Lattice-form dependent orbital shape and charge disproportionation in charge- and orbital-ordered manganites

TL;DR

This study investigates how lattice structure influences orbital shapes and charge disproportionation in charge- and orbital-ordered manganites, revealing that these properties depend on the dimensionality of the Mn-O network.

Contribution

It provides new insights into the dependence of orbital shape and charge disproportionation on lattice dimensionality in manganites.

Findings

Orbital shapes differ between single-layer and layered systems.

Charge disproportionation is absent in single-layer but present in layered systems.

Orbital shape changes with thermal rotation of orbital stripes in layered manganites.

Abstract

The orbital shapes and charge disproportionations at nominal Mn$^{3+}$ and Mn$^{4+}$ sites for the charge- and orbital-ordered phases have been studied on half-doped manganites Pr(Sr$_{0.1}$Ca$_{0.9}$)$_2$Mn$_2$O$_7$ and Eu$_{0.5}$Ca$_{1.5}$MnO$_4$ with double-layer and single-layer Mn-O networks, respectively, by means of x-ray structural analyses, in comparison with Pr$_{0.5}$Ca$_{0.5}$MnO$_3$ with the pseudo cubic network.

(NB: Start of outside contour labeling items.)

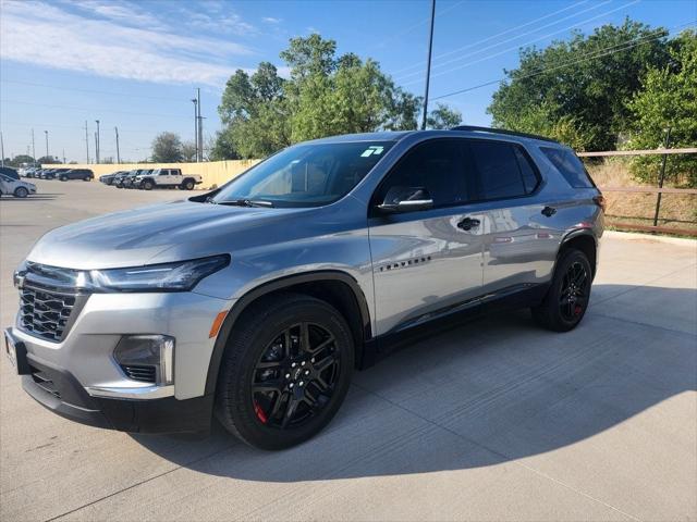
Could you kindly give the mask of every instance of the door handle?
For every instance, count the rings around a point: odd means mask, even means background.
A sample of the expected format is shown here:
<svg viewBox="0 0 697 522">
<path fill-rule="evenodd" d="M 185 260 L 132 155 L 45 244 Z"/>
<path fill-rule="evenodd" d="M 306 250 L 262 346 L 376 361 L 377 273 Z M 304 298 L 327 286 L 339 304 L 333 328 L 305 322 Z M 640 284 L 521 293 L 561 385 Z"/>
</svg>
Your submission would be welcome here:
<svg viewBox="0 0 697 522">
<path fill-rule="evenodd" d="M 479 226 L 481 222 L 479 220 L 473 220 L 472 217 L 465 217 L 460 223 L 457 223 L 457 228 L 462 228 L 463 231 L 469 231 L 472 228 L 476 228 Z"/>
</svg>

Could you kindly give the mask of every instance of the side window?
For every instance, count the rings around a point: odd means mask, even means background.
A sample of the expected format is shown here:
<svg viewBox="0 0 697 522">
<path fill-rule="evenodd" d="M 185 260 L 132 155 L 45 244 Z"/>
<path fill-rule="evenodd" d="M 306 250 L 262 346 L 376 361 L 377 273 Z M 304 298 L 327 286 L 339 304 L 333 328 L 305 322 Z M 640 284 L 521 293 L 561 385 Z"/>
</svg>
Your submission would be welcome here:
<svg viewBox="0 0 697 522">
<path fill-rule="evenodd" d="M 576 154 L 565 149 L 540 147 L 547 159 L 552 162 L 564 179 L 574 188 L 591 188 L 594 186 L 588 173 Z"/>
<path fill-rule="evenodd" d="M 476 169 L 478 199 L 515 198 L 528 194 L 514 145 L 470 140 L 469 150 Z M 529 164 L 528 167 L 531 169 Z"/>
<path fill-rule="evenodd" d="M 467 201 L 461 140 L 432 139 L 407 151 L 383 179 L 376 203 L 392 187 L 426 187 L 435 207 Z"/>
<path fill-rule="evenodd" d="M 521 147 L 514 147 L 515 157 L 518 160 L 518 166 L 521 167 L 521 176 L 523 176 L 523 185 L 525 186 L 525 191 L 530 194 L 535 191 L 537 185 L 539 183 L 539 178 L 537 174 L 535 174 L 535 167 L 530 163 L 530 159 L 527 157 Z"/>
</svg>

In a single-layer Eu$_{0.5}$Ca$_{1.5}$MnO$_4$ system, the ($y^2-z^2$)/($z^2-x^2$)-type orbital shape is observed, while the ($3y^2-r^2$)/($3x^2-r^2$)-type orbital shape in a pseudo cubic Pr$_{0.5}$Ca$_{0.5}$MnO$_3$ system. In a double-layer Pr(Sr$_{0.1}$Ca$_{0.9}$)$_2$Mn$_2$O$_7$ system, the orbital shape is found to undergo a large change upon thermally induced rotation of orbital stripe. Furthermore, clear charge disproportionation is observed for the pseudo cubic and double-layer systems, while not in the single-layer system. These results indicate that the orbital shape and charge disproportionation are sensitive to the dimension of Mn-O network.